Our sight depends on the sun, yet our eyes can also be irreversibly damaged by it in a matter of minutes.
Most of what we see in the natural world is revealed because it reflects sunlight. That’s the case even at night; the moon’s glow is just reflection of the sun. Some research suggests that sunlight even helps the eyes to develop properly in the first place, and that a lack of sunlight in childhood might lead to nearsightedness.
However, the sun shines so brightly that even from 93 million miles away it can permanently damage your eyes—which is why you are never supposed look directly at the sun.
Just as a magnifying glass can focus light onto a spot on a piece of paper with enough intensity to light it on fire, the eye focuses light onto the macula, a tiny part of the retina, in the back of the eye. There, a suite of photoreceptor cells (key to color vision and central vision focus) can be scorched by an overload of solar radiation. These cells aren’t literally burned but are subjected to photochemical reactions that can damage them—sometimes permanently.
The sun produces most of Earth's ultraviolet (UV) light, though tanning beds and some artificial lights can also emit UV. Human skin uses this electromagnetic radiation to create beneficial vitamin D. But in excess, UV radiation can injure or kill the cells of living organisms by damaging their DNA, causing skin conditions from sunburn to cancer. UV radiation also has major impacts on the eyes.
Over time, excess sunlight can cause conditions like surfer’s eye, a growth on the eye’s clear protective membrane, or more serious ailments, like cataracts and even rare types of cancer. These consequences of sunlight exposure are why experts advise wearing brimmed hats and sunglasses that provide 99 to 100 percent UV protection.
The eyes’ retinas don’t have any pain receptors, so people often have no idea if they are staring at the sun long enough to do damage. In fact, many don’t realize what’s happened until hours afterwards or even the next day. The retina’s photoreceptors, even when totally overloaded, can function for hours before they become disabled.
But once they are shut down, people whose eyes are harmed by the sun may experience blurry distorted vision, trouble focusing on a face or printed page, or a spot in the center of the vision known as a scotoma. For those who sustain such damage, unfortunately, there is no treatment but only a waiting game. Many improve with time, while others unfortunately do not.
Exposure doesn’t take long to pose a risk. Looking directly at the sun can cause permanent eye damage in less than a minute. This happens most frequently during a solar eclipse, in part because the darkened sun feels less harmful. Most days, the sun blazes in the sky and very few people look directly at it because doing so is extremely uncomfortable.
Protecting your eyes during a solar eclipse
A solar eclipse is a rare event that compels many to look where they normally wouldn’t, and because the moon blocks much of the sun, it’s also possible to do so with less discomfort. That doesn’t mean it’s safe to sneak a peek. As soon as the first sliver of sun emerges it blazes with enough intensity to damage the eyes, and it will even more intensely affect pupils dilated in darkness, which let more light in.
People have recognized the risk for a very long time. Nearly 2,500 years ago Plato described the danger: “People may injure their bodily eye by observing and gazing on the sun during an eclipse, unless they take the precaution of only looking at the image reflected in the water, or in some similar medium.” Today, experts caution that even the sun’s reflection is strong enough to cause eye damage.
Advanced imaging studies have shed light on the damage, known as solar retinopathy, that’s caused by overexposure to solar radiation—usually by viewing an eclipse. In one study, a woman who observed the 2017 solar eclipse through unsafe glasses had the cells of her retina damaged in a crescent shape that matched the sun’s appearance during the 20-second period during which she viewed the eclipse. Unfortunately, the damage also produced a crescent-shaped dark spot that consequently marred her vision.
These risks don’t mean you have to miss out on seeing a solar eclipse—after all at any given location several centuries may pass before such an event happens again. People have come up with creative means to view eclipses for a long time. Aristotle documented using a pinhole method to safely view an eclipse in the 4th century BC.

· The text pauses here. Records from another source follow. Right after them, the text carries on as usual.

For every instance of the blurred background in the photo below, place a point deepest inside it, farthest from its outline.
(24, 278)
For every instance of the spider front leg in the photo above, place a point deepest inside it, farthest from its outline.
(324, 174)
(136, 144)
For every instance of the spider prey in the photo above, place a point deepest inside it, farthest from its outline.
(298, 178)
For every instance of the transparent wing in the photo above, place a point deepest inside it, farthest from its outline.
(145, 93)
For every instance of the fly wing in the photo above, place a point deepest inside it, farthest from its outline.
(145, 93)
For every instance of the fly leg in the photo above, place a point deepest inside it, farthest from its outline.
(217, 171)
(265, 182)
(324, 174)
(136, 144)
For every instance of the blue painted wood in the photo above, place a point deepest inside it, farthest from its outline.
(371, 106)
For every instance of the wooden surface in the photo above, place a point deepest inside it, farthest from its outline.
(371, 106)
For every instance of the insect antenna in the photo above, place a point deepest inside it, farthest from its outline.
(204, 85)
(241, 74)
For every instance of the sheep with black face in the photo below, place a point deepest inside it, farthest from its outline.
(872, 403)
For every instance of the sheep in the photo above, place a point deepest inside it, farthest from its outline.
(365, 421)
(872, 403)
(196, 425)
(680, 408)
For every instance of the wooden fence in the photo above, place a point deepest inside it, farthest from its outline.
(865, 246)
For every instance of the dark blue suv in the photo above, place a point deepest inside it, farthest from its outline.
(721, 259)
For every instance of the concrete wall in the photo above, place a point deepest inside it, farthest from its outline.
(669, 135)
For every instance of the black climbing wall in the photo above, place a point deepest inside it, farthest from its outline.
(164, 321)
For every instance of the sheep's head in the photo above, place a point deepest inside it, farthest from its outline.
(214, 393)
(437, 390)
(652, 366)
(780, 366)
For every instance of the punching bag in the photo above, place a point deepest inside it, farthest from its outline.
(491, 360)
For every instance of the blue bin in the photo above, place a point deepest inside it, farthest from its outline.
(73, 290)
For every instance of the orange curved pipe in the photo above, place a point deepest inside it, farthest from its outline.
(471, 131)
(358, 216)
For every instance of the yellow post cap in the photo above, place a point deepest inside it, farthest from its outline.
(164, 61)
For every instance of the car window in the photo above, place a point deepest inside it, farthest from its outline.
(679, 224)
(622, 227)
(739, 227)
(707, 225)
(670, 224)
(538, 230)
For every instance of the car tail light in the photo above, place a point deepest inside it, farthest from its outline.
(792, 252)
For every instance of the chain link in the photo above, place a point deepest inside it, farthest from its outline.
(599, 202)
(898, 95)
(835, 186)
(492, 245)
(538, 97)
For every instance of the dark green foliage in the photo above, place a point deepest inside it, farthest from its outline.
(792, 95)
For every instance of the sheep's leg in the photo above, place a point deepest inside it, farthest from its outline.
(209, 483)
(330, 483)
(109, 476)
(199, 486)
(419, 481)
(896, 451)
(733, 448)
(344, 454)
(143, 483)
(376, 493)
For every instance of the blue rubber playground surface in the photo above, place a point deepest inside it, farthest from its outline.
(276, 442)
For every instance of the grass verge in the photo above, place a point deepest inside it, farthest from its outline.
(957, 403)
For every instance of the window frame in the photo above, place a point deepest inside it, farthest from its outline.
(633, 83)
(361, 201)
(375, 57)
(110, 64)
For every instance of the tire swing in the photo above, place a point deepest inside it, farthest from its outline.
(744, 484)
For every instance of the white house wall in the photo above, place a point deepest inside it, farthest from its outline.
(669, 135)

Today, eclipse glasses, thousands of times darker than a normal pair of sunglasses, are the preferred means of watching but they come with their own safety concerns. Unfortunately, counterfeit and unsafe versions are often offered as souvenirs and for sale via online retailers. Before observing a solar eclipse, watchers should get glasses from a reliable source, like these approved by the American Astronomical Society. That’s the best way to witness a truly memorable event without the sun doing lasting damage to your eyes.